The average Andover homeowner’s tax bill, based on an average assessment of $858,952, will be $11,733 when bills to pay for the budget approved by town meeting in May are sent out.

The rates, which were unanimously approved by the Andover Select Board Monday, raise the average homeowner’s tax bill 5.9 from $11,075 last year, and are above the town’s10-year average residential property tax increase of 3.6 percent. Homeowners could also see an additional increase, thanks to assessed property values that rose.

More coverage on Andover News: Select Board Notebook

The select board approved a shift similar to the ones approved in recent years to keep the increases mostly level across residential, commercial and industrial tax rates. The rate increased more than the 3.6 percent increase in the town’s operating budget, thanks to debt-exclusion votes to fund school construction and the town’s pensions obligations, which were previously approved by town meeting.

“This is the impact when you go and vote an override over the 2.5 percent” allowed under Massachusetts law for the maximum annual property tax rate increase, Chair Alex Vispoli said. “This is what happens — it stays there as long as that debt is with us.”

The residential rate approved Monday is $13.66 per $1,000 of assessed property value and $27.32 for commercial and industrial properties. The new commercial rate represents an 1.0 percent increase over this year, while the industrial rate is a 6.2 percent increase. All the percentages reflect increases in assessed value.

The average assessment for the fiscal year beginning July 1, 2023 is $858,952, up 13.2 percent from the current year’s assessment of $758,570. The average assessment for other classes of properties include:

Property TypeFY 2024 AverageFY 2023 AverageIncrease
Residential$858,952$758,57013.2%
Condominium$406,912$371,3099.6%
Multifamily$716,475$618,12616.0%
Commercial$2,590,325$2,392,2898.3%
Industrial$5,828,735$5,118,90613.9%
Source: Andover Board of Assessors

The total assessed value of all properties in Andover was $10.93 billion, up 13.3 percents from $9.65 billion in the current year. The biggest year-over-year increases in total property value were industrial (13.9 percent) and residential (13.7 percents), which includes condominiums and multifamily homes.

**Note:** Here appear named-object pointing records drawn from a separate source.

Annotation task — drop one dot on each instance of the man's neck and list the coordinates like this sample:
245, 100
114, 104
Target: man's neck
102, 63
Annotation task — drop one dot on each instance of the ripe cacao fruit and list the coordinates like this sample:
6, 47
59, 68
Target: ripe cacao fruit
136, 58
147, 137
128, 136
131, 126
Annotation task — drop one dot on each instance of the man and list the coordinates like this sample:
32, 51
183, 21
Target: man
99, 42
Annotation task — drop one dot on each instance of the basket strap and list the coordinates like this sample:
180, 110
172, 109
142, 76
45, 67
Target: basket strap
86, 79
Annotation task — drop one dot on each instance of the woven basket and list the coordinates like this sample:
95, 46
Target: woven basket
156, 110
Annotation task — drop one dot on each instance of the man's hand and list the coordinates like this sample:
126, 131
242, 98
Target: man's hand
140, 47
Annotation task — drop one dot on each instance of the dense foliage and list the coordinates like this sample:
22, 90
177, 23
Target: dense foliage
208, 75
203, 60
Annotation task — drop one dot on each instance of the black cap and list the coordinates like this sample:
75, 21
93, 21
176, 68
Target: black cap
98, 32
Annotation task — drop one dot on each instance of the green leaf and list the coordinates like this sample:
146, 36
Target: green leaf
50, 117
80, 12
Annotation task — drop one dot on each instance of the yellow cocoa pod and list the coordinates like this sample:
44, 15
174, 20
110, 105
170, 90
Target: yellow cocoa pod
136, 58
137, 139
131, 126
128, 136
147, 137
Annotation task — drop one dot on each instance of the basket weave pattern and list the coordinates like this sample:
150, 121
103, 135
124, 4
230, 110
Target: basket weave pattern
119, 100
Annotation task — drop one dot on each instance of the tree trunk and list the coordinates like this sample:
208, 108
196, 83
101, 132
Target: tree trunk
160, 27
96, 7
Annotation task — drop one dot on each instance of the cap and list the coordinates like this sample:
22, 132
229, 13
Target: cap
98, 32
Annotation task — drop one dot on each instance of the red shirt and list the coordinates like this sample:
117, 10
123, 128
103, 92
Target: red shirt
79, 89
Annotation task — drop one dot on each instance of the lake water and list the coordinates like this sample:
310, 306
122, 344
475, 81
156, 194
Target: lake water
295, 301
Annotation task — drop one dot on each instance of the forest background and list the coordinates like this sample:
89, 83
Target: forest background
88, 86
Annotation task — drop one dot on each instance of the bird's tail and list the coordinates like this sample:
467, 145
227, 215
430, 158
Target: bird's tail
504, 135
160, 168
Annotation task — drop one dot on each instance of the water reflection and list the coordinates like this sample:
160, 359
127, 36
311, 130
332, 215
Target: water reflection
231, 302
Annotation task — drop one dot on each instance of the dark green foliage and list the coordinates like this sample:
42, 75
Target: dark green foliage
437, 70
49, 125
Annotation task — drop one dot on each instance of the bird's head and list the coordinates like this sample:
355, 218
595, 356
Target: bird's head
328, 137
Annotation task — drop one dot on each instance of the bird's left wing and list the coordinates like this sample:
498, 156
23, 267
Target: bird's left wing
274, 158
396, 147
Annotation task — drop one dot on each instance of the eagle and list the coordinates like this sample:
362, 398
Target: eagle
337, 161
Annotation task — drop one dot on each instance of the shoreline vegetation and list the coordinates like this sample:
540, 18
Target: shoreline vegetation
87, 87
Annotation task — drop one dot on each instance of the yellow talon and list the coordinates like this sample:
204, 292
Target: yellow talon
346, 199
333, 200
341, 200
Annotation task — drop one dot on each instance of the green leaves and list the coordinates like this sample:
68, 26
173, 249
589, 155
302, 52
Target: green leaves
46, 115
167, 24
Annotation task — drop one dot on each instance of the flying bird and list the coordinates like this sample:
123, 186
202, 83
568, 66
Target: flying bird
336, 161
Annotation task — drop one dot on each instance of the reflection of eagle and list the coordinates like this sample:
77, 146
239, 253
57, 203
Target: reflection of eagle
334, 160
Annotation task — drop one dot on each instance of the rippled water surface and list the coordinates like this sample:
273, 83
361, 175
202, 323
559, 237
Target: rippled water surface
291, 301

As part of setting the tax rates Monday, the select board also considered and voted to not adopt three exemptions allowed by the state Department of Revenue. Those exemptions included:

  • An open space discount, which would have exempted 25 percent of the assessed value of land classified as open space. Open space is kept in a natural state and typically have no development potential, and most of the qualifying properties in Andover are owned by the town.
  • A residential exemption that would have discounted up to 35 percent of the assessed value for residential property that is the principal residence of the owner. This exemption is typically adopted in towns with high rates of seasonal rentals or in metro areas with higher densities of rental properties. Adoption of the exemption would have shifted more of the tax burden on higher-valued properties from lower-valued properties.
  • A commercial exemption that would have exempted up to 10 percent of assessed commercial property values for commercial property owners who had annual employment of fewer than 10 employees and an assessed value under $1 million.